The pastor asked Mohler if he made this statement that had been credited to him: "We've (Southern Baptists) lied about the nature of homosexuality and have practiced what can only be described as homophobia... We've used the choice language when it is clear that sexual orientation is a deep inner struggle and not merely a matter of choice."
Mohler responded, "I made those statements. They are not alleged statements. I made them."
According to reports, he then went on to outline how Southern Baptists had been homophobic and had misrepresented homosexuality. Mohler even called the Southern Baptists to repentance on the issue. However, he did all of this while maintaining that homosexuality is a sin that needs Jesus as a Savior. One report I read said that the convention responded with applause.

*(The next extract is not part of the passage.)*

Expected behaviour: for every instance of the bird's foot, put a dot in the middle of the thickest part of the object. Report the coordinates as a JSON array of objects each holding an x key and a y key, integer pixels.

I realize that much of what Mohler said flies in the face of conservative Christianity. No one likes to be called homophobic. And religious people especially don't like to be called to repentance. But Albert Mohler is absolutely right.
What did Albert Mohler say that was so outrageous? Was it the part about Jesus being a Savior from sin? Was it the claim that our sinful nature goes beyond a simple choice? Any orthodox Christian should affirm salvation from our sin through Jesus and that we can't simply decide to turn off our sinful nature.
I know that many conservative Christians want to turn homosexuality into an easy choice. But it doesn't work like that. Don't get me wrong. Everyone has a choice about whether or not to engage in sexual acts outside of marriage. But not everyone has a say about whom they're sexually attracted to.
There are a lot of people in the world with addictive personalities - they're addicted easily - these people don't have to give in to their addictive temptations, but they have a problem that can't be solved with a choice - a problem that only Jesus can fix.
Homosexuality is much the same. Homosexuals have deep-rooted attraction to the same gender that they can't solve with a choice. Mohler stated that homosexuality, like any other sin, requires a Savior. When did that become a radical sentiment? Last I checked, it's a biblical concept.
But I have a feeling that most people disagreed with Mohler, because he labeled Southern Baptists as homophobic.
I can't speak to homophobia in Southern Baptist churches. I'll have to trust Mohler on that front (apparently he explained exactly how Southern Baptists are homophobic, but I can't find the transcript). But I know from what I've seen, read, and heard, a form of homophobia is very present in many conservative churches.
For some reason there is an irrational fear of and extreme aversion to homosexuals in a lot of churches. We may not come right out and say that we think homosexuals are nasty creatures, but if you read between the lines, it's pretty easy to pick up on. This is homophobia.
We should not elevate homosexuality above other sins. If we condemn homosexuality as sin, we must also condemn other forms of sexual immorality as sin.
I've seen many religious people castigate homosexuals, but turn a blind eye to the other, more pervasive, forms of sins in the church. I'm more concerned about the prevalence of divorce in churches than I am about a few cases of homosexuals trying to silence their critics.
Albert Mohler was right about homosexuality not just being a choice. He was right about homosexuality requiring a Savior. He was right about the church being homophobic towards homosexuals. And he was also right about homosexuality being a sin.
Some people want to turn these four statements into a paradox. But as Christians we can, and should, affirm each of these statements. And we should, like Mohler challenged, repent if we are guilty of homophobia.